Liberia's newly inaugurated interim leader challenged the wisdom of a war-crimes court for the virtually limitless atrocities of his country's conflicts, saying Wednesday it would do nothing to heal the wounds.

Gyude Bryant spoke to reporters on his first full day in office, after swearing-in Tuesday to a two-year term following the Aug. 11 routing of warlord-president Charles Taylor.

Rights groups have urged prosecution for the unchecked abuses in 14 years of power struggles between Taylor and his rivals ! from massacres of hundreds of civilians at a time, to organized torture, to gang-rape of even the oldest and the youngest women and girls.

"All of us are hurt," said Bryant, sitting before a Liberian flag in the executive mansion that Taylor vacated just two months earlier. "I find it difficult to reconcile reconciliation and retribution."

"If you kill my mother, and I kill you back, that would not resurrect my mother ... but sticking with this government will encourage people to put the past behind them," he said.

A U.N.-backed war crimes court already is at work in neighboring Sierra Leone. The court has indicted Taylor ! now in exile in Nigeria ! and 12 others it deems primarily responsible for atrocities in a Taylor-backed rebellion in that country.

Bryant takes over as chairman of a power-sharing government meant to restore peace to Liberia after the latest, three-year war, which forced out Taylor.
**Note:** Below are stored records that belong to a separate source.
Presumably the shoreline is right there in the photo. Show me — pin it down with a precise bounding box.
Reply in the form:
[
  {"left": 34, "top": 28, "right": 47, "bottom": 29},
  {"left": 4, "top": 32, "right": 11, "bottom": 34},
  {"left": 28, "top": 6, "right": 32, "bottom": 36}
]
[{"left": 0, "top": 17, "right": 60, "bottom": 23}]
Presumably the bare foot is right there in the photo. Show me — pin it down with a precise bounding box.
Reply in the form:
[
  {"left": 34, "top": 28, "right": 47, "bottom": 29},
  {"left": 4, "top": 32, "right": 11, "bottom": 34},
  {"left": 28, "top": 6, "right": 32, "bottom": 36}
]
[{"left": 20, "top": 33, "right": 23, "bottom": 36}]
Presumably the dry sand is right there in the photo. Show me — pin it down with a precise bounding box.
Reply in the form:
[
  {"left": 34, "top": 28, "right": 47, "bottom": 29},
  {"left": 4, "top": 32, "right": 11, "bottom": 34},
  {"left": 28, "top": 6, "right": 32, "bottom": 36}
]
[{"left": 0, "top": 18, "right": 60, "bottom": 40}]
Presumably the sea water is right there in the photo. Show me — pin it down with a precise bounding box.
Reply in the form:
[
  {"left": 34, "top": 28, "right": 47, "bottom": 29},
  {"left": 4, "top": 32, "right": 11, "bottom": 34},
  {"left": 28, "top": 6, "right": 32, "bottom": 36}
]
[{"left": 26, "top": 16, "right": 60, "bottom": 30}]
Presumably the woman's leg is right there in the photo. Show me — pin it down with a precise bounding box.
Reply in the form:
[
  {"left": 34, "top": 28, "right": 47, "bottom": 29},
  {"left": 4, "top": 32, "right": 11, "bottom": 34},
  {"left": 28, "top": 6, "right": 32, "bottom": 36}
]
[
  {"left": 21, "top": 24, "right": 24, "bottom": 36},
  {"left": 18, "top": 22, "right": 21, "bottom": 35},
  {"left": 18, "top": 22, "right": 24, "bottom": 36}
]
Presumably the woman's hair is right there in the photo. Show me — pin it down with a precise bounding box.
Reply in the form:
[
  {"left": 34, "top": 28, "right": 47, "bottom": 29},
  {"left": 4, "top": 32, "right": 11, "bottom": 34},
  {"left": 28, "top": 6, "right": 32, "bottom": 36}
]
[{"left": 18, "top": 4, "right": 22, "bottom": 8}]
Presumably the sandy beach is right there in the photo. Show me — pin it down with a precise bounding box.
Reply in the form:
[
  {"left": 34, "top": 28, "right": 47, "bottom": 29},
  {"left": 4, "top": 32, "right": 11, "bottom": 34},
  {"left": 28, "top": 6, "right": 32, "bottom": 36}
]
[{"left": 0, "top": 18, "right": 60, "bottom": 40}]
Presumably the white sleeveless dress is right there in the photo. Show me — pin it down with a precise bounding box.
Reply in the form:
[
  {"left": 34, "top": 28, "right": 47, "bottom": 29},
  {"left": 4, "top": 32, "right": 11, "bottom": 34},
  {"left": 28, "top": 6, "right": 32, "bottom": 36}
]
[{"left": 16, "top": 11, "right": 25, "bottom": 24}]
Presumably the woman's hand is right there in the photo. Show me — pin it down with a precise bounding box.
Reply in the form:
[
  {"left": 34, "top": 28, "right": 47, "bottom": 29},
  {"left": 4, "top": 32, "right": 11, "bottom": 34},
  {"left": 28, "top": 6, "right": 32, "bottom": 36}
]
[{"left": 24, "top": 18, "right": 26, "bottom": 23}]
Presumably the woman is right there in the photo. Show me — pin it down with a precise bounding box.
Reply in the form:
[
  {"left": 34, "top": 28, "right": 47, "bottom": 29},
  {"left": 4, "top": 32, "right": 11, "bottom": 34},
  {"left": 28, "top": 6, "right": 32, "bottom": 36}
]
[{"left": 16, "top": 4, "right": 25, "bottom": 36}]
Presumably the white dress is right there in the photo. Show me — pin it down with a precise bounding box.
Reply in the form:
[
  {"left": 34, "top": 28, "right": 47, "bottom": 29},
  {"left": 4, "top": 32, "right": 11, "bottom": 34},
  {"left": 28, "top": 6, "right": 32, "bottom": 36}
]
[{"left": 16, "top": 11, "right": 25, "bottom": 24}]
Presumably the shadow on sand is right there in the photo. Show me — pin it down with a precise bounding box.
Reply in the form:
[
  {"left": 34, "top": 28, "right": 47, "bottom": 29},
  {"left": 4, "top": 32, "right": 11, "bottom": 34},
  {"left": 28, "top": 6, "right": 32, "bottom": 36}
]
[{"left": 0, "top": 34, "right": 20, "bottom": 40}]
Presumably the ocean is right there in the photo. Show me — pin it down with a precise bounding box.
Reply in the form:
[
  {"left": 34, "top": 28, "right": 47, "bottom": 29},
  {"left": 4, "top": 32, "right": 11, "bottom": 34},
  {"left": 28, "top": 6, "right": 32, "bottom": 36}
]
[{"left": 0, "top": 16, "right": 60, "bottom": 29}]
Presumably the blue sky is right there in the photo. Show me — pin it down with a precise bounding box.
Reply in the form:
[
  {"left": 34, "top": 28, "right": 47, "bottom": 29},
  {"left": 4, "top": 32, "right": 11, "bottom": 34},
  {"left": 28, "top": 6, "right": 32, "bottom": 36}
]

Bryant, a popular businessman welcomed as a neutral figure, inherits a destroyed and plundered nation. Founded by freed American slaves, and once sub-Saharan Africa's most thriving, Liberia has seen virtually every city and town heavily damaged by war. Estimates of death tolls exceed 200,000.

Bryant reiterated that his priority was getting AK-47s and other weapons out of the hands of undisciplined, uneducated fighters ! many of them children ! on both sides.

"The biggest challenge now is to disarm," he said.

His list of priorities made clear how far ravaged Liberia had to go.

"People must be able to send their kids to school, feed their children, have work and receive pay for their work," he said. "We must be able to make people live within the law."